World Amazigh Congress
- Abbreviation: CMA (French) AAA (Tamazight)
- Formation: 1 September 1995; 31 years ago at Saint-Rome-de-Dolan
- Type: INGO
- Headquarters: 9 rue Parrot, Paris, France
- Location: Global;
- Region served: Northwestern Africa
- Services: Protect the history, culture, language and rights of the Amazigh people
- Fields: Legal advocacy, Media attention, direct-appeal campaigns, research, lobbying
- Members: ▲1,000 members
- Official language: French, Berber languages
- President: Nasser Abouzakhar
- Website: CMA

= World Amazigh Congress =

International organization of the Amazigh people

The World Amazigh Congress (Tamazight: ⴰⴳⵔⴰⵡ ⴰⵎⴰⴹⵍⴰⵏ ⴰⵎⴰⵣⵉⵖ, Agraw Amaḍlan Amaziɣ; Congrès mondial amazigh, CMA) is an international non-governmental organization bringing together Amazigh social, cultural, development and environmental associations from North Africa and the diaspora.
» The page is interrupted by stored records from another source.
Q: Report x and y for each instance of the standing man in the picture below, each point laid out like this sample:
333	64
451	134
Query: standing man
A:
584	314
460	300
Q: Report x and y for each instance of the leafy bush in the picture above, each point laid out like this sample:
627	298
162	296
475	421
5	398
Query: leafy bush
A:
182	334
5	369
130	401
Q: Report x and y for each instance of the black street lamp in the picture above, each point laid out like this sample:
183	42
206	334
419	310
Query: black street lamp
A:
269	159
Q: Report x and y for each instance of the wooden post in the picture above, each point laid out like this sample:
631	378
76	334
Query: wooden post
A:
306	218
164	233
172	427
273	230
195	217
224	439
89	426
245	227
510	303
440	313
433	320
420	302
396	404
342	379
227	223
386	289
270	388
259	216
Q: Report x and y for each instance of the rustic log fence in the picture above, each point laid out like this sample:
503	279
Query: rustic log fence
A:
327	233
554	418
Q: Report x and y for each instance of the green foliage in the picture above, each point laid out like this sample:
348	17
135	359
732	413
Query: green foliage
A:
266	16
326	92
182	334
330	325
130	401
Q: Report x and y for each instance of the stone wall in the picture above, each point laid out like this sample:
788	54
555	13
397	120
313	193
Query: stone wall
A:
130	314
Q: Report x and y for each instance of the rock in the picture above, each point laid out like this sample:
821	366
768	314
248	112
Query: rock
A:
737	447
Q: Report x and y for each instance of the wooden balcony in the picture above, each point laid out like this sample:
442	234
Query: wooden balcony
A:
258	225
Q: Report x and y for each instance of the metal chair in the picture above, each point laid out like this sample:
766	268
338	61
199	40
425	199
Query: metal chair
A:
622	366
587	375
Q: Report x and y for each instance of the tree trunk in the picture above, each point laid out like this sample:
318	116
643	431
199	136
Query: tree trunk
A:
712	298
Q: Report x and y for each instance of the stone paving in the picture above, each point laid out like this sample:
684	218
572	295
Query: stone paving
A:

Founded in 1995, it serves as a transnational coordination and representation body and advocates for the individual and collective rights of Amazigh people.
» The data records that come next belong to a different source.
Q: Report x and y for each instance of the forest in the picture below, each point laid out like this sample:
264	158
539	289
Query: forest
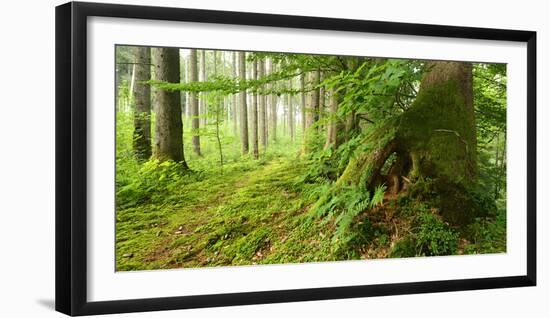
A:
230	158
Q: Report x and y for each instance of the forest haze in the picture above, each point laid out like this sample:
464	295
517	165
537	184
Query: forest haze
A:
236	158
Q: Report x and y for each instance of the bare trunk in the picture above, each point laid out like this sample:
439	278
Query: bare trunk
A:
168	127
291	113
202	100
243	106
194	103
262	112
254	115
142	97
333	123
235	108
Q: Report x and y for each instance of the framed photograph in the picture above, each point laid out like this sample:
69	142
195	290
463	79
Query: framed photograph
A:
208	158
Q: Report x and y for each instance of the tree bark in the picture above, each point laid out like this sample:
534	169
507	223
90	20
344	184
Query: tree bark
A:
273	106
291	113
168	127
142	97
311	109
334	124
234	104
254	115
262	107
303	102
434	140
194	103
202	101
242	105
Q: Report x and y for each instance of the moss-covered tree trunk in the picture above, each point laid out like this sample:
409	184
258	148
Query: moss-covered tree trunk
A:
194	103
142	97
168	126
242	105
434	140
311	110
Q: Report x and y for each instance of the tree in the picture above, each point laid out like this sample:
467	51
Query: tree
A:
334	124
254	114
434	139
234	104
203	78
242	104
194	103
142	97
168	126
311	109
303	102
291	112
273	105
262	107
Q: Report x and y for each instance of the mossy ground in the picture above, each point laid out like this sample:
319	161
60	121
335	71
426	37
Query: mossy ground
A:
260	212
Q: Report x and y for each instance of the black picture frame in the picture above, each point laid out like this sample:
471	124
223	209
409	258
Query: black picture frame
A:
71	157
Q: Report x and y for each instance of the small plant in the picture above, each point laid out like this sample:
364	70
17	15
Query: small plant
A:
434	237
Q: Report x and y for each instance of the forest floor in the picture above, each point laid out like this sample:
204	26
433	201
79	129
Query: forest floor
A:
235	218
257	213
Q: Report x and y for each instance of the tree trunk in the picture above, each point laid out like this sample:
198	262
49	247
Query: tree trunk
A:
291	113
273	106
202	100
242	104
194	103
254	115
142	97
434	140
311	109
334	125
168	127
322	96
303	102
262	111
235	111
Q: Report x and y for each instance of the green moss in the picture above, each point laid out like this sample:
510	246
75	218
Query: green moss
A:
440	134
It was founded at the first-ever congress held between 1-3 of September in 1995 in Saint-Rome-de-Dolan, France which brought together over a hundred delegates and representatives from Amazigh tribes and associations, from countries all over North Africa, Europe, and America including Mali, Morocco, Algeria and Tunisia. The organization is based in Paris and is independent of any states and political parties.
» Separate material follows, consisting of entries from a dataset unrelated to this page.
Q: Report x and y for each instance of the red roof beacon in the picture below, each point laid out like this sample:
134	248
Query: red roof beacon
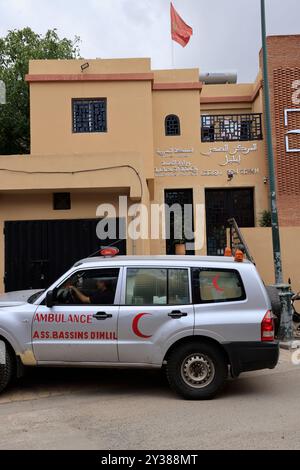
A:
109	252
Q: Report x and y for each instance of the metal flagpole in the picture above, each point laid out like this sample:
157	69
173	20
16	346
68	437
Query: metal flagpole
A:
286	326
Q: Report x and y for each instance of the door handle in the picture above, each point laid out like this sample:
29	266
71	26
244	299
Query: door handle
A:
102	316
177	314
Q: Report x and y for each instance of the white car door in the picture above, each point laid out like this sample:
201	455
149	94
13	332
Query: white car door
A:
157	310
72	331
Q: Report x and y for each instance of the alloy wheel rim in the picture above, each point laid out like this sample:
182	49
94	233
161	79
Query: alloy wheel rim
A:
197	370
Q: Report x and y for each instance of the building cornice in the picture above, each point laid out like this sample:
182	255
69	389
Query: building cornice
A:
233	98
111	77
177	86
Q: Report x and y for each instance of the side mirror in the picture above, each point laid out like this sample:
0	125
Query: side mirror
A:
50	298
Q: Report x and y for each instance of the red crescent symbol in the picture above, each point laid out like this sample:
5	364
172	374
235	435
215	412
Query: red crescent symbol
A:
135	326
216	285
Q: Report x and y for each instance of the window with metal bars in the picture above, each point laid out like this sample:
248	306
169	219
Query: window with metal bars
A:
89	115
231	127
172	125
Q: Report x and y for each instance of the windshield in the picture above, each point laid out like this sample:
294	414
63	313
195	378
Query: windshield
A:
33	297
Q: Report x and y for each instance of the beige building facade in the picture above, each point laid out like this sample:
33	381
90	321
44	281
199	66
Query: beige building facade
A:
105	129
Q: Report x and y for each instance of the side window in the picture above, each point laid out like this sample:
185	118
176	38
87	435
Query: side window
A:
217	285
178	284
95	287
154	286
172	125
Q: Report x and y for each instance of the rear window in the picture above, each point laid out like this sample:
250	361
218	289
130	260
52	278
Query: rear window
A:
217	285
154	286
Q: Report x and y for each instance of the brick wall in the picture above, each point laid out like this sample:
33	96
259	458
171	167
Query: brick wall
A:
284	71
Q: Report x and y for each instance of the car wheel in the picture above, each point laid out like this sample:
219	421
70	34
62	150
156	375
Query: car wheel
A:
197	371
7	371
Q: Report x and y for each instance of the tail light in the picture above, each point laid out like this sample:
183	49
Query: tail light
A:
267	327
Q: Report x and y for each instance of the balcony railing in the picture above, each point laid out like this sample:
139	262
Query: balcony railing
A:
231	127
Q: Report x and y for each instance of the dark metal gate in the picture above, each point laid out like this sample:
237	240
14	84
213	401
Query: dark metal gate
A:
224	204
183	197
38	252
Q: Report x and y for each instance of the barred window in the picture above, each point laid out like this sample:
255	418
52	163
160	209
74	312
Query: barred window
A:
238	127
89	115
172	125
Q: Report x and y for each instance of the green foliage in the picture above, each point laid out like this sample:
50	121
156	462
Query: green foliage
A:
265	219
16	49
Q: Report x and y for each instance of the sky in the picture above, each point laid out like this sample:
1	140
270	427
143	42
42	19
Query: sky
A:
226	32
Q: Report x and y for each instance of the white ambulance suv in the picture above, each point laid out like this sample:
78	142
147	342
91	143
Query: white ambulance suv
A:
199	318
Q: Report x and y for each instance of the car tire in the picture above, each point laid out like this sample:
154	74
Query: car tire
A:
7	371
197	371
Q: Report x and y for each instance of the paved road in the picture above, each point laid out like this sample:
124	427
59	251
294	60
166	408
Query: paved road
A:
110	409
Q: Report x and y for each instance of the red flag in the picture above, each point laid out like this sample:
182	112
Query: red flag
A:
181	32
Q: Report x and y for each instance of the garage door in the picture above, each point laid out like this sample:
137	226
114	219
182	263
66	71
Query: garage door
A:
38	252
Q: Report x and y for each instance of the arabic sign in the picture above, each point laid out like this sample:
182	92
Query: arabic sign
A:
176	168
293	132
171	152
236	172
231	156
2	92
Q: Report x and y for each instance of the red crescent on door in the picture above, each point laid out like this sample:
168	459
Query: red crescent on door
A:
135	326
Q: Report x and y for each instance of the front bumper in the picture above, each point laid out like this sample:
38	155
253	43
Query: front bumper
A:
249	356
The World Amazigh Congress has been described as the "United Nations of the Amazigh people" due to its inclusivity, representation of all tribes from all over North Africa, gender equality, and transparency.

In October 2011, Fathi Ben Khalifa was elected president of the Congress, replacing Belkacem Lounes and in July 2015, Kamira Nait Sid was elected as a new president of the Congress. In May 2024, the organization's Federal Council appointed Rabah Issadi as interim president pending the next general congress. The ninth general congress was held in Essaouira, Morocco, from 24 to 26 October 2025. Delegates elected Nasser Abouzakhar president, with Rabah Issadi becoming vice-president for the diaspora and Belkacem Lounès secretary general.

Following the 2025 congress, the new Federal Council established five thematic commissions covering language and culture; land and natural resources; environmental protection and climate change; human rights and the rule of law; and women, children and youth.